For now, Intel calls its Falcon Shores an XPU to emphasize that it packs two types of compute units: CPUs and GPUs. Intel's Falcon Shores will extensively use Intel's multi-chiplet/modular approach to processor design and will offer a flexible ratio of x86 and Xe-HPC cores possibly depending on a target application. The CPU and GPU tiles are said to be made using an 'Angstrom Era Process', which might mean Intel 20A or Intel 18A, and then connected using Intel's advanced packaging technologies, which will be the key enablers for Falcon Shores. The CPU and GPU will use unified high-bandwidth memory to improve performance and greatly simplify compute GPU programming. Interestingly, Intel even implies on an all-new type of memory developed by Intel, but does not elaborate.
"Falcon Shores is built on top of an impressive array of technologies, including an angstrom era process technology, next generation packaging, new extreme bandwidth shared memory being developed by Intel and industry leading I/O," said Koduri. "We have super excited about this architecture as it brings acceleration to much broader range of workloads than the current discrete solutions."

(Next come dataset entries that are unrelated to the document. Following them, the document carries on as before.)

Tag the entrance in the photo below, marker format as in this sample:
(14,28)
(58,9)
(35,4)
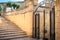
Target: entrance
(44,24)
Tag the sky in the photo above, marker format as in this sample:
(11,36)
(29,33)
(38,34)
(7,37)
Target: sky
(10,0)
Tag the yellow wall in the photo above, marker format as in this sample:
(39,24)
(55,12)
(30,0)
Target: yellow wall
(23,21)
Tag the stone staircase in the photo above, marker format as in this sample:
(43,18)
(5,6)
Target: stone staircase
(10,31)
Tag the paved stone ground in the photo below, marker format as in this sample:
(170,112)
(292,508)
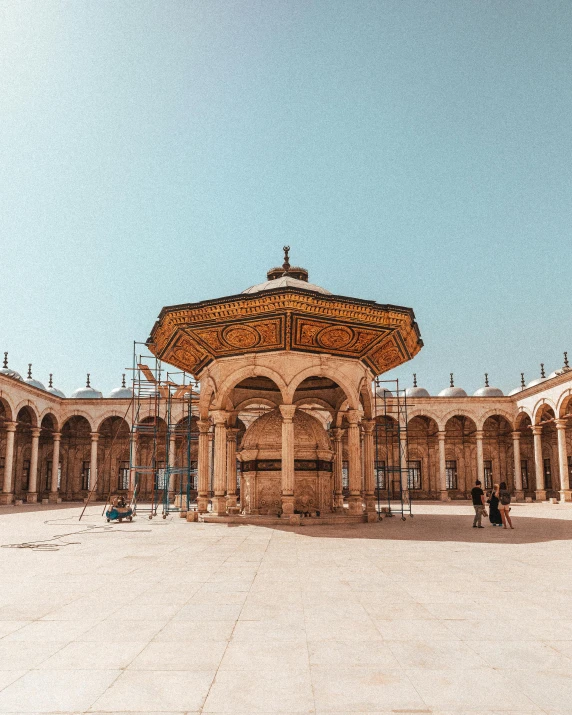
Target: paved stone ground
(422,616)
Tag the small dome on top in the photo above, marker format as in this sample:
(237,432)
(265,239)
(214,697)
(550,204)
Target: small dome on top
(7,371)
(487,390)
(286,276)
(87,392)
(54,390)
(122,392)
(540,379)
(416,391)
(30,380)
(452,391)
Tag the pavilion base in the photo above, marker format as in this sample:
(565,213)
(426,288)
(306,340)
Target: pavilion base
(294,520)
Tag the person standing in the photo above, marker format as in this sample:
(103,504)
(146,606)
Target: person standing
(493,501)
(479,504)
(504,506)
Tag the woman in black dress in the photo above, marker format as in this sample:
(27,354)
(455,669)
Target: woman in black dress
(494,514)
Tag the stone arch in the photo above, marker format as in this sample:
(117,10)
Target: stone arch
(49,413)
(540,408)
(8,407)
(223,400)
(78,413)
(493,413)
(564,404)
(337,376)
(458,412)
(29,407)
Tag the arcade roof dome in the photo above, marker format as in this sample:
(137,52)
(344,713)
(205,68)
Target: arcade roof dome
(266,432)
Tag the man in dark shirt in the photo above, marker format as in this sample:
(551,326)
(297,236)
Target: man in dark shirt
(479,503)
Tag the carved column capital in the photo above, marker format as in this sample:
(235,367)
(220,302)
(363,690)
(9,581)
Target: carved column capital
(287,412)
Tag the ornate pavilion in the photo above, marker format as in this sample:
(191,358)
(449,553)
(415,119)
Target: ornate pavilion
(287,416)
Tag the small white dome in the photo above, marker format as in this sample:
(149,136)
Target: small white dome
(286,282)
(86,393)
(489,392)
(55,391)
(121,393)
(416,392)
(33,383)
(538,380)
(452,392)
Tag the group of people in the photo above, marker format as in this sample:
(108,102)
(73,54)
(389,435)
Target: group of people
(499,505)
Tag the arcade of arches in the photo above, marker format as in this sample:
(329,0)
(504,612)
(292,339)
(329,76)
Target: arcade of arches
(264,447)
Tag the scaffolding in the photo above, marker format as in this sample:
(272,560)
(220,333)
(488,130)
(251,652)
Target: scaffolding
(392,474)
(163,407)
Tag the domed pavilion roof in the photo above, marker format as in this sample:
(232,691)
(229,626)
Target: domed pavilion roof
(266,432)
(285,313)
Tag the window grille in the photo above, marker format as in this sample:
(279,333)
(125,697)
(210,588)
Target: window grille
(488,469)
(524,473)
(547,474)
(451,473)
(123,482)
(85,476)
(26,474)
(345,476)
(380,475)
(414,474)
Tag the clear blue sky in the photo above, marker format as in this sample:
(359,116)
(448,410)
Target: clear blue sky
(410,152)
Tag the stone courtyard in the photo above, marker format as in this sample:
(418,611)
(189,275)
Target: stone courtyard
(422,616)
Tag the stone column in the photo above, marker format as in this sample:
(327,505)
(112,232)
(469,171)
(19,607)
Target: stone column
(219,498)
(231,501)
(444,494)
(172,462)
(53,498)
(287,412)
(338,466)
(32,493)
(518,490)
(480,459)
(565,493)
(203,477)
(133,442)
(355,504)
(540,492)
(369,467)
(93,460)
(7,496)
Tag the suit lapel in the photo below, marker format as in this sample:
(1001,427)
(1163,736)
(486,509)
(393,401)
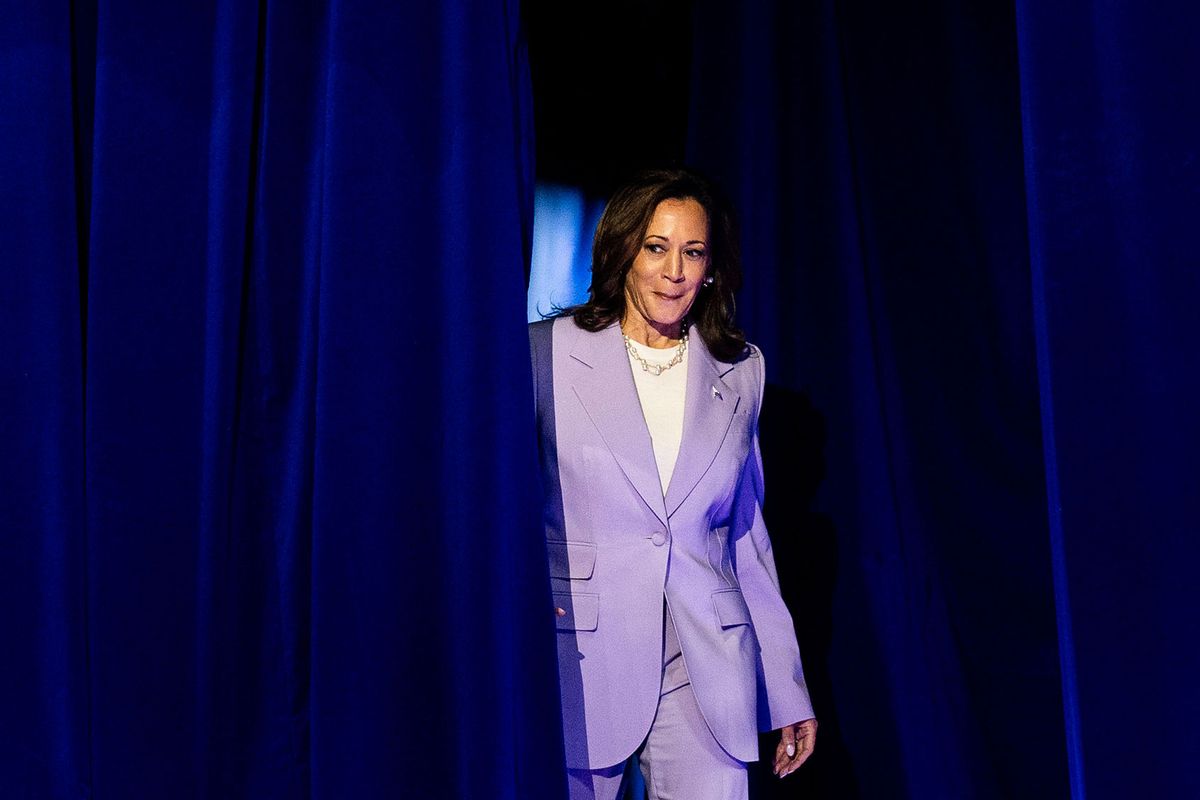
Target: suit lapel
(604,384)
(708,410)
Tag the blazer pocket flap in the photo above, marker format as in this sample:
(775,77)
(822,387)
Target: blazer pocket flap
(582,611)
(575,560)
(731,607)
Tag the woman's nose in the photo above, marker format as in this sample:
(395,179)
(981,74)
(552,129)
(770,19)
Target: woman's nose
(675,266)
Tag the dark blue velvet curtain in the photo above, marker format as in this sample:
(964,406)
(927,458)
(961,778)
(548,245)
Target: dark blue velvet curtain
(269,521)
(970,233)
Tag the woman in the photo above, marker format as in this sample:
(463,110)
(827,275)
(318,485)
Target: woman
(673,642)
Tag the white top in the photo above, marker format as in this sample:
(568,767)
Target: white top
(663,398)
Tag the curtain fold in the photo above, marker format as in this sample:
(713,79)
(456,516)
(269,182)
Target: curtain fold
(1111,125)
(875,155)
(971,247)
(285,541)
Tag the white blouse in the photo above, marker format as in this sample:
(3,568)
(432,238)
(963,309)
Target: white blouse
(663,400)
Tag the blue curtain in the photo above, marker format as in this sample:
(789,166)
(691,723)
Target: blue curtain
(970,233)
(269,521)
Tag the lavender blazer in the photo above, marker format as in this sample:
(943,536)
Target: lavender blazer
(616,546)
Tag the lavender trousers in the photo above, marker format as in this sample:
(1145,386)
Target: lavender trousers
(679,758)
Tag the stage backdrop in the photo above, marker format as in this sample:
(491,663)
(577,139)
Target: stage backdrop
(269,519)
(971,245)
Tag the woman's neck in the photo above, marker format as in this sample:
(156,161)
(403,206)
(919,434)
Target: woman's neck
(651,335)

Modern supercomputers use general-purpose CPUs to run workloads that require strong single-thread performance as well as compute GPUs accelerators for highly parallel workloads. For now, this architecture has proven to be balanced in terms of performance, power, and costs, but tighter integration of CPU and GPU resources will allow to boost performance even further and will make accelerated computing accessible to more workloads.
Intel's Falcon Shores will be one of Intel's major steps towards its goal of enabling ZettaFLOPS-class supercomputers by 2027 goal. To increase performance of supercomputers by 1000 times in five years, Intel says it will need new processing architectures (i.e., improvements of x86 and Xe architectures), new process technologies and advanced packaging methods, faster memory and I/O interfaces (unified extreme bandwidth memory and advanced interconnections/packaging seem to address that), and new system architectures. Falcon Ridge brings together all of the pillars that are required for ZettaFLOPS-class supercomputers, the company says.
"Beginning with the technology foundation we have today, you need significant revolutionary gains in architecture, in power efficiency and thermal management, in process and packaging technology and in memory and IO capacity and bandwidth," said Koduri. "We have our advanced technology teams already on their way with inventions to pave the path to Zetta-Scale."